Redgrave plays Didion, or the version of Didion that the writer has chosen to put before us in this script, which is based on her recent book of the same name. The play begins in late December 2003, on the night when Didion's husband, writer John Gregory Dunne, died suddenly and quickly of heart failure just as the couple was sitting down to dinner. It then traces the next year-and-a-half of Didion's life, which was marked first by the "magical thinking" of the title—the notion that private rituals and observances could yield a sort of magic and bring her husband back to life—and then by a second personal catastrophe, when her 38-year-old daughter Quintana became seriously ill.
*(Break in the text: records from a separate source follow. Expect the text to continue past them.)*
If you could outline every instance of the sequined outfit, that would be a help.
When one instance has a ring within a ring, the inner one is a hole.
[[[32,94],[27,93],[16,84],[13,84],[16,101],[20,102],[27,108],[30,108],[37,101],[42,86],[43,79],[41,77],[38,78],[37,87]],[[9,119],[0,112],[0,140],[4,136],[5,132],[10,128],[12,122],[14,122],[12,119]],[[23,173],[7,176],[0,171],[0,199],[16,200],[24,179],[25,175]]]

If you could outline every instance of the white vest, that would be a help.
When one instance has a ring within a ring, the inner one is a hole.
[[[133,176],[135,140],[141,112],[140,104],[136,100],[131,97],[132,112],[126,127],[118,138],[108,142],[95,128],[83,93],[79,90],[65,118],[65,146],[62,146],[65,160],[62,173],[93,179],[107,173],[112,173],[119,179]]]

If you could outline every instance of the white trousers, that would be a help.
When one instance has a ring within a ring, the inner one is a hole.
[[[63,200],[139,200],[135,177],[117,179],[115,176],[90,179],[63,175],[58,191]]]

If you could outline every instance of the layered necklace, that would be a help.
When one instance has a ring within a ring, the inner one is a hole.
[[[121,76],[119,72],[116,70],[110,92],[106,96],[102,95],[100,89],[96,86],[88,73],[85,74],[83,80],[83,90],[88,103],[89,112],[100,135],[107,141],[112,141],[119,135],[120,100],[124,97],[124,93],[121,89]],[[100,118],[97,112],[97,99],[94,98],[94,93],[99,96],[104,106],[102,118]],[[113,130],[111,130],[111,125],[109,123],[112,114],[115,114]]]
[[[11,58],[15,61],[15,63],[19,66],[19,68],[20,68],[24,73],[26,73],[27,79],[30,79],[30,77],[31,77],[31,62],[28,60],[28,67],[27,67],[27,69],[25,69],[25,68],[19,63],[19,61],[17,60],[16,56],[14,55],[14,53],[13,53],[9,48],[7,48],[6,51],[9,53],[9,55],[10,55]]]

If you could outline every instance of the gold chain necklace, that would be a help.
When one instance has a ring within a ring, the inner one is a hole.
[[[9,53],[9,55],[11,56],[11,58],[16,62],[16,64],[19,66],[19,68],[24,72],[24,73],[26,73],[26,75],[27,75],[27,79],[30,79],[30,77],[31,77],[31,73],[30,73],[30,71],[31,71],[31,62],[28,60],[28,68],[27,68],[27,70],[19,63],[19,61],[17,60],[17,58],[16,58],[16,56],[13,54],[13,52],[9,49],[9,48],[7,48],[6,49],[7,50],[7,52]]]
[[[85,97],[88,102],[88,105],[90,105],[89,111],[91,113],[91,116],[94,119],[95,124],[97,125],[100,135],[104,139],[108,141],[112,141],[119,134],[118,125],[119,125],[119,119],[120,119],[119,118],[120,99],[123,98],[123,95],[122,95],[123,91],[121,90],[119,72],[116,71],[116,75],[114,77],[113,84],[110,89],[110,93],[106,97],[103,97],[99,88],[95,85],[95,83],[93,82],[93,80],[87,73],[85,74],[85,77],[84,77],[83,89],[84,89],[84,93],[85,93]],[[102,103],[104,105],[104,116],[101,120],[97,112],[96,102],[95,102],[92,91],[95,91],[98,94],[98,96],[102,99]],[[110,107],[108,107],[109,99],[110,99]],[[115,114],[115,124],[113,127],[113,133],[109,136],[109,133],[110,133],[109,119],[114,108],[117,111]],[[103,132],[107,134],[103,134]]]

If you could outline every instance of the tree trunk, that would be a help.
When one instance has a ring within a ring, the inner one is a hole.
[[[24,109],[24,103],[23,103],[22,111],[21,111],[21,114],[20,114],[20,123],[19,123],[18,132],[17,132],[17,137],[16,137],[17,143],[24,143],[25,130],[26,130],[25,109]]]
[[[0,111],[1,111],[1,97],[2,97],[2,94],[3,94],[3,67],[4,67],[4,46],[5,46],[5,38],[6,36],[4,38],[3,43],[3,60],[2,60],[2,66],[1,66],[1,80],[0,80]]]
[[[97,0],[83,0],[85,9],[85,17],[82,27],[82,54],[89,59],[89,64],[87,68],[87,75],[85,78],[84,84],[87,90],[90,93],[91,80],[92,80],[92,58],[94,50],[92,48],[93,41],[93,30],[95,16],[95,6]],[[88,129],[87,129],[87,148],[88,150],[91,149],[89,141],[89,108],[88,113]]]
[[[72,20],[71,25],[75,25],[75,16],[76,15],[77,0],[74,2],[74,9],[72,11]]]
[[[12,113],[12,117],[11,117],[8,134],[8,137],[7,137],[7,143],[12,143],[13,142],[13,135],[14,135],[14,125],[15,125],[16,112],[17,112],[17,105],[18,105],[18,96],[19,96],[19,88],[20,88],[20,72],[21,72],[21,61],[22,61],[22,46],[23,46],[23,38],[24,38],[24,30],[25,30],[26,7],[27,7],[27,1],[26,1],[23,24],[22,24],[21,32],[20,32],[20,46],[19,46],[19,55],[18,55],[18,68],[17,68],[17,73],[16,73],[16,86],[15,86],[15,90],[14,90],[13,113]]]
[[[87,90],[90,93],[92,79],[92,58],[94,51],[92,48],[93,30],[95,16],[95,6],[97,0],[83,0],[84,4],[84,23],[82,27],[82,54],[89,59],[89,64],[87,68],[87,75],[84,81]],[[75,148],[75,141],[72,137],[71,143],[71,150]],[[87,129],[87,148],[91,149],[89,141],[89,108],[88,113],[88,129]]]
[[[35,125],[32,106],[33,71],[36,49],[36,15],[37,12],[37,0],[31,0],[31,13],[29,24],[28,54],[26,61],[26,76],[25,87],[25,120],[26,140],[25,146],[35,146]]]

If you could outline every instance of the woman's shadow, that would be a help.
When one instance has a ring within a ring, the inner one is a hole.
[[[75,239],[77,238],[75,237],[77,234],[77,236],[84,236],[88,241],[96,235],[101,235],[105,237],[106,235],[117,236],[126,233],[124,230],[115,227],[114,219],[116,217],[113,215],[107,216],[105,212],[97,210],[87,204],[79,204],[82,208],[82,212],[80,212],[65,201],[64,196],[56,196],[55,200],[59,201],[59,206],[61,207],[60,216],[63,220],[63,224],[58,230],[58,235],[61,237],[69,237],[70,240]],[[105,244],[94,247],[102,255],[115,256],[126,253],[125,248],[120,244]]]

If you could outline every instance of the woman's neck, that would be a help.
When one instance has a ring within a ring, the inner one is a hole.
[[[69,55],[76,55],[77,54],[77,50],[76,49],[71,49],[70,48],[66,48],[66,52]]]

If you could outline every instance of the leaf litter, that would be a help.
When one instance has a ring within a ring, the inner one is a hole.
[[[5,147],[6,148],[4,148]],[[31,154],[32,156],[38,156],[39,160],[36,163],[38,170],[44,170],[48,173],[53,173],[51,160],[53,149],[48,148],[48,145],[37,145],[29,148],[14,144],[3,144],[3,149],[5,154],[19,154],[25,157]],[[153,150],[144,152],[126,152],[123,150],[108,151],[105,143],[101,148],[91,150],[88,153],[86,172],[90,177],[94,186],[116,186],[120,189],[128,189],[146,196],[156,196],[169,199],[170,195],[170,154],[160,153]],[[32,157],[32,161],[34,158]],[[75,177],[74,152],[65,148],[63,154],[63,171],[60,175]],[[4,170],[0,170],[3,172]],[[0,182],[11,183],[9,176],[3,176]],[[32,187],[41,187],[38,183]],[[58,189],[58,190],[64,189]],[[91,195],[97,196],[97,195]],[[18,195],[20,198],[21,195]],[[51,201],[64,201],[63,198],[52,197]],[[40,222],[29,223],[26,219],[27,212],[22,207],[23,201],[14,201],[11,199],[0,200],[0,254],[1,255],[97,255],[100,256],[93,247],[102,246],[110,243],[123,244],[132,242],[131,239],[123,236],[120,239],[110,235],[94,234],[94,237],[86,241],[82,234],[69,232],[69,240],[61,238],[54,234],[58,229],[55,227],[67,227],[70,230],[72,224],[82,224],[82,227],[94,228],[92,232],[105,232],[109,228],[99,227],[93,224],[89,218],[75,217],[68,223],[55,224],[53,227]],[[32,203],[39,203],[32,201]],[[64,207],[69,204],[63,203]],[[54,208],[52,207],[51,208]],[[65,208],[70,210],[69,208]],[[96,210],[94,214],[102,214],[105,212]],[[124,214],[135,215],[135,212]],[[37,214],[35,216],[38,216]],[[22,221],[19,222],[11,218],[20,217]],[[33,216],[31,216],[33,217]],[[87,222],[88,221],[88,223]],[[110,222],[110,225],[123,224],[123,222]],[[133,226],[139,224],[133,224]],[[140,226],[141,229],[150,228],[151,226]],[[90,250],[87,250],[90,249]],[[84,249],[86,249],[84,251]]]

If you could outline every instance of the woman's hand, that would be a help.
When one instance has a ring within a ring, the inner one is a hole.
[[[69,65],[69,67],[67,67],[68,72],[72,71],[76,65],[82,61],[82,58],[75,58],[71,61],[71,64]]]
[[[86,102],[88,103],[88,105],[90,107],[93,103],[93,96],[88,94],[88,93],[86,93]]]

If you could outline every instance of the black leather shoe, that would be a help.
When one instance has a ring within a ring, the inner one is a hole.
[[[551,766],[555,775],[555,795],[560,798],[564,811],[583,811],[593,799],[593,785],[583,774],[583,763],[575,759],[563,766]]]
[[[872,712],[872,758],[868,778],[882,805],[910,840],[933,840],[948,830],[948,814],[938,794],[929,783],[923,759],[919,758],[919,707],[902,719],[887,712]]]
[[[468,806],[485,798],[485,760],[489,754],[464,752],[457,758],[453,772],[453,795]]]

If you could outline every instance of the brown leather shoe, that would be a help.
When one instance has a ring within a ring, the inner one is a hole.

The play is about working through grief by trying to master it; indeed, some of the most moving moments in Redgrave's performance come when her character reaches the precipice of giving in to what she's feeling, only to pull herself back, forcibly, at the last second, regaining control so she can continue telling us her story. The brilliance of Redgrave's work here is that she reveals what's behind the words and between the lines of Didion's text, for these moments show us indelibly what is lost by such mastery over the emotions. A motif in the script is a remembered chiding from Dunne to not always need to be right and to have the last word; to let go. Redgrave and Didion teach us the cost of living a life in that way, one full of tension and balance but seemingly lacking in harmony.
The script is very literary, and overwritten: the ending, in particular, seems to take about ten minutes too long to finally arrive once it's been heralded by Redgrave's abrupt emergence from the chair where she's been telling us her character's story. The play is filled with anecdotes about Didion's husband and daughter and some of their friends and some key aspects of her career; it's darkly funny in places, notably in the deadpan (and 100% authentic) gallows-humor descriptions of coping with having a loved one in the hospital.
What's absent is the joy that, one supposes, has come only infrequently and fleetingly to Didion. There's a moment in the center of the play when, flying back with her ill daughter from California to New York, Didion allows herself a happy memory of long ago. The lighting shifts (all of Jean Kalman's work here is masterful) and Redgrave's face turns radiant and loses decades of lines and worry: the play's protagonist is, just this once, happy and spectacularly beautiful (and why should not those two ideas go hand in hand?) Talk about magical thinking: Redgrave and her collaborators, including director David Hare, remind us that it's when we forget who we are and what we think we're supposed to have/be, and instead embrace what's before us and around us, that the magic actually happens.